How has Desert Island Discs done it? How has it survived decades of culls and re-branding to become a broadcasting institution, seemingly impervious to change and yet still crushing the competition with ease? Of course, despite its shades of grandeur and infallibility, being an institution can be dangerous. They are liable to be remodelled or torn down altogether. You can just imagine some pipsqueak controller, desperate to ingratiate themselves with a younger audience, replacing presenter Kirsty Young with Fearne Cotton and rechristening it "Desert Island Downloads".

Happily, though, the programme created by Roy Plomley at home in his pyjamas has barely changed since its first recording in January 1942 in a bomb-damaged Maida Vale studio, although it wasn't until the late Fifties that castaways were given books and a luxury item to help pass the time on their island prison. Over the years there have been some startling moments: Diana Mosley's delight at Adolf Hitler's blue eyes; David Walliams's request for a gun in order that he might shoot himself. The records have often been eye-openers too, my favourite being George Clooney's request for William Shatner's version of "Lucy in the Sky with Diamonds" because "listening to it is so unpleasant it would force me to cut off my own leg, hollow it out and use it as a canoe to escape".

Indeed, much is made of the record choices, particularly those by politicians and their thinly-veiled attempts to appear hip. But music isn't the point of the programme. It is simply a device to trigger memories, music as a portal to the soul.

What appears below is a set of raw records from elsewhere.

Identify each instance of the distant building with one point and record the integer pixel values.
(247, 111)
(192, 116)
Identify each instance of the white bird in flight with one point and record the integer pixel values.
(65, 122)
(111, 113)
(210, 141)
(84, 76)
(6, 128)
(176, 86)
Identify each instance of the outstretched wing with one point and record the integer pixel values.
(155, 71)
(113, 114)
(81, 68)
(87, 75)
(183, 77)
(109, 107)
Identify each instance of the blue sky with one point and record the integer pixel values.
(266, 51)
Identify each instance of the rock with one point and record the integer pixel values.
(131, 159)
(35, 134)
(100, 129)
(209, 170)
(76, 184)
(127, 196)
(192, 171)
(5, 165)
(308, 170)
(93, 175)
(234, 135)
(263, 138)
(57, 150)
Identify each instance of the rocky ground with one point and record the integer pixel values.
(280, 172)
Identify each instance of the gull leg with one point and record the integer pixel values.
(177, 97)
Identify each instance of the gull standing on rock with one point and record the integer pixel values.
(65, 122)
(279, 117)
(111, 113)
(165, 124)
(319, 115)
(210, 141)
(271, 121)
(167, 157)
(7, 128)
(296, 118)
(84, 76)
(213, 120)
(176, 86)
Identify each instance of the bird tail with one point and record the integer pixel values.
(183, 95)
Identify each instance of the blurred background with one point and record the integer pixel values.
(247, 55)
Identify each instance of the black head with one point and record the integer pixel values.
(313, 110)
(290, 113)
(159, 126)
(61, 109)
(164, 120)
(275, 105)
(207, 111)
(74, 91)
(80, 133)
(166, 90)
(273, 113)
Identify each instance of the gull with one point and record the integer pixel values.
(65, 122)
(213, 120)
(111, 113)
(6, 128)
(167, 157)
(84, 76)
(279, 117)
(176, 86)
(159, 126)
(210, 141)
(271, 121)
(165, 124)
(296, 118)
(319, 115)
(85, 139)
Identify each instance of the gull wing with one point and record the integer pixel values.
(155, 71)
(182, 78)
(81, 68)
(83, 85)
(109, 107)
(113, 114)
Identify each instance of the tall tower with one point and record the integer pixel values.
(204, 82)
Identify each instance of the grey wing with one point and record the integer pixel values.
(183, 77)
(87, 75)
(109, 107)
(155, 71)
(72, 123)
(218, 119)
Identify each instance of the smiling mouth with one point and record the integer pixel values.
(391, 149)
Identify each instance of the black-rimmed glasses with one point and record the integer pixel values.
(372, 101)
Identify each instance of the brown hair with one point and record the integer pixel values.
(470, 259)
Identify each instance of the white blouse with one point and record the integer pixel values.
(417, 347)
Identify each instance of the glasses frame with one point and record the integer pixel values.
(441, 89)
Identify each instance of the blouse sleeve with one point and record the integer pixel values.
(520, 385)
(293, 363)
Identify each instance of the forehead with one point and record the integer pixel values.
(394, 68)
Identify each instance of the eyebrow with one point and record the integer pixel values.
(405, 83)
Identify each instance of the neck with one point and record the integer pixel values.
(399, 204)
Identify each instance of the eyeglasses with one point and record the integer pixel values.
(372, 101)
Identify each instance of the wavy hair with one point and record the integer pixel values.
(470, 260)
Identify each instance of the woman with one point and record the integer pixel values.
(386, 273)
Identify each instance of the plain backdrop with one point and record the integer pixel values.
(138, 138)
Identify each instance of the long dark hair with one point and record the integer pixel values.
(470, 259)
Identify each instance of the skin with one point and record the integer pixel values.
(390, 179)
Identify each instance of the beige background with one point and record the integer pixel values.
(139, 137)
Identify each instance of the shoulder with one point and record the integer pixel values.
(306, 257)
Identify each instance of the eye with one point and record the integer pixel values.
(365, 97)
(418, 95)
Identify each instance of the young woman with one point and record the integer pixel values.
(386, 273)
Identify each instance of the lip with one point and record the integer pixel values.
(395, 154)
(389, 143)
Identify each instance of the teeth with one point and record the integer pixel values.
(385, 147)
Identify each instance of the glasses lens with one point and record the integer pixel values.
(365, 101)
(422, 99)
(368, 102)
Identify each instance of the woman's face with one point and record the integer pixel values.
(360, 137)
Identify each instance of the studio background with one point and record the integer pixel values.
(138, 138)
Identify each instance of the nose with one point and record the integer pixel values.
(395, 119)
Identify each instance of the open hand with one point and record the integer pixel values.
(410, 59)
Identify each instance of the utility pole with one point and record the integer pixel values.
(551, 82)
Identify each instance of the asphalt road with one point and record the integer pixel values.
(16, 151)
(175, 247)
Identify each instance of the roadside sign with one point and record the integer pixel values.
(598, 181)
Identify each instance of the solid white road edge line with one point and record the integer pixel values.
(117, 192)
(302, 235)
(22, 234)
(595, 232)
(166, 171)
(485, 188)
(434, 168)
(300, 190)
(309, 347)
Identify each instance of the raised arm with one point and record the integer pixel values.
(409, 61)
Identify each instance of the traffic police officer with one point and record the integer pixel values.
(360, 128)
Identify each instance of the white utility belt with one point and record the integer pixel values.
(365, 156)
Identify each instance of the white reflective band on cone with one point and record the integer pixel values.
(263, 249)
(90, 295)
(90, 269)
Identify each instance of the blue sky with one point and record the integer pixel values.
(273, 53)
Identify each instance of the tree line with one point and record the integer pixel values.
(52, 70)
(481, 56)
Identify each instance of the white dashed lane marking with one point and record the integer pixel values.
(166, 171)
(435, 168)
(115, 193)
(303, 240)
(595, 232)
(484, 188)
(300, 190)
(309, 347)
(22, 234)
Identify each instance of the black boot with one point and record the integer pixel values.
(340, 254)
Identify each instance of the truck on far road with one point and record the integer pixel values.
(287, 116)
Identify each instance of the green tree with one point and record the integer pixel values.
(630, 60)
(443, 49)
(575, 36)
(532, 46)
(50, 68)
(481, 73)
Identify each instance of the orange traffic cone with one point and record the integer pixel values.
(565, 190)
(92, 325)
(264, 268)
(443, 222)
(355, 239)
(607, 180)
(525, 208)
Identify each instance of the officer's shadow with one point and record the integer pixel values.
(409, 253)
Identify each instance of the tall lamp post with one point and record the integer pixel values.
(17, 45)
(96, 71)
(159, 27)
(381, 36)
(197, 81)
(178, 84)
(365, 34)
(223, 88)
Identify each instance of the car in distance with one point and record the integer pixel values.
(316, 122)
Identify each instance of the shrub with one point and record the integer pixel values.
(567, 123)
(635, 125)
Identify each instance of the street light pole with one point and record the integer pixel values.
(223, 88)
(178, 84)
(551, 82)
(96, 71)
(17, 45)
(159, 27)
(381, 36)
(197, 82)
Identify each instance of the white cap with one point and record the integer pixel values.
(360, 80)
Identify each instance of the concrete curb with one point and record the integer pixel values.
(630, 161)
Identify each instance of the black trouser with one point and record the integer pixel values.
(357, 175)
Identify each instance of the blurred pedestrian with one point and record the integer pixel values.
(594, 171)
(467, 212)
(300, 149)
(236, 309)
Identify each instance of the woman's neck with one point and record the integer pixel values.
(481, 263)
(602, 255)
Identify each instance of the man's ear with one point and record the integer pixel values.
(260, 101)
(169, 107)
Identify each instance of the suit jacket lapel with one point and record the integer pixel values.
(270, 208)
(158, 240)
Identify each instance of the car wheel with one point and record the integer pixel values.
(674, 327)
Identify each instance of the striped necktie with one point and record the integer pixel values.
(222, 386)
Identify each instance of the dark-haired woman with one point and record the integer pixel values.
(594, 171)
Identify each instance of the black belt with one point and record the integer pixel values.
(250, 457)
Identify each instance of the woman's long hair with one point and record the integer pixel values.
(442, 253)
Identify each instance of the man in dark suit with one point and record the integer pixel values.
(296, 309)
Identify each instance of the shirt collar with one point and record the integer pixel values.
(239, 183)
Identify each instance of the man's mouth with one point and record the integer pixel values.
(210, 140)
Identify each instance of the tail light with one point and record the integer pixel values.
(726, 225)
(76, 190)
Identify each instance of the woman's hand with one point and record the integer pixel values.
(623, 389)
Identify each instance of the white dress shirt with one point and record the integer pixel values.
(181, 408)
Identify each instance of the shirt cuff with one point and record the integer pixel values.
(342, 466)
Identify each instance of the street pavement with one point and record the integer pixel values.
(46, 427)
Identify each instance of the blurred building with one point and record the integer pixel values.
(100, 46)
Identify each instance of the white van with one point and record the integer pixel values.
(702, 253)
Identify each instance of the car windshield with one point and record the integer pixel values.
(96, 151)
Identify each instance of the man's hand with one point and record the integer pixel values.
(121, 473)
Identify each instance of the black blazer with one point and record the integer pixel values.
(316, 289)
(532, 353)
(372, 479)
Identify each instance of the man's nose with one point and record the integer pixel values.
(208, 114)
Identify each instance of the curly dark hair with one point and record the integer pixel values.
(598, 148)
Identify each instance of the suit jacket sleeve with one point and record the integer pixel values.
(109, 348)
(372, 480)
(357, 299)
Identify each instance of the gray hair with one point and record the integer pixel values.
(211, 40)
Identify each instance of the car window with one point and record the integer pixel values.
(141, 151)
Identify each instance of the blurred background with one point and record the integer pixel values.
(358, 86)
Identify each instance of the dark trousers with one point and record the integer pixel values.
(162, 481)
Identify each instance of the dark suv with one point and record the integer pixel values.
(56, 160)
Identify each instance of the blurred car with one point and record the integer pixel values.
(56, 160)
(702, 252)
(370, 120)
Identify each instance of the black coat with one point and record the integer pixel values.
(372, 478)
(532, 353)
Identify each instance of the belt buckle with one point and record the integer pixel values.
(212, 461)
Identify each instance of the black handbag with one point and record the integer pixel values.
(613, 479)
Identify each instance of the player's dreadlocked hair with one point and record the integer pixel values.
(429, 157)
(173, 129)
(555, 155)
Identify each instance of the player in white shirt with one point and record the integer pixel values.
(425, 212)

This week's castaway was the writer Vikram Seth, a sweet, self-deprecating man who was insufferable as a child, not least because of his habit, aged three, of challenging his parents' dinner guests to test his mathematical skills. As an adult, he spent 11 years studying for a PhD before impulsively abandoning it after reading Eugene Onegin. He decided to write a novel instead.

Despite his childhood precociousness, Seth developed into a more reserved adult and, until his thirties, struggled to look anyone in the eye. Now, aged 60, he admitted to periods of loneliness and longed for a partner with whom he could share his life. "I get seized with shyness," he confessed, "when it comes to expressing [myself] in matters of love. I wish I were more courageous in that regard. If I had to put my finger on a real shortcoming, it would be that."

Such an admission from a seemingly successful and self-reliant man underlines the humanity at the heart of Desert Island Discs. What is its secret? Perhaps the lapping waves in the theme tune lull guests into a sense of peacefulness and isolation that makes such confessions come easy. Or maybe it's down to Kirsty Young's skills as an interviewer, helped in no small part by her silkily authoritative voice that seeps out of the radio like molten steel.

Most crucial to its success, I think, is the fact that those who appear on it so clearly hold it in esteem and – perhaps with the exception of Morrissey who rumbled "next record" whenever things got uncomfortable – approach it in the spirit of openness. An invitation on to Desert Island Discs is a measure of one's ranking in the collective consciousness, up there with getting an OBE.

Next week the programme will be 70. In an age of endless restructuring, its longevity alone is worth celebrating. If I were marooned on a desert island I could pass a happy few months working my way through the programme's ever-growing online archive. It's what you might call buried treasure.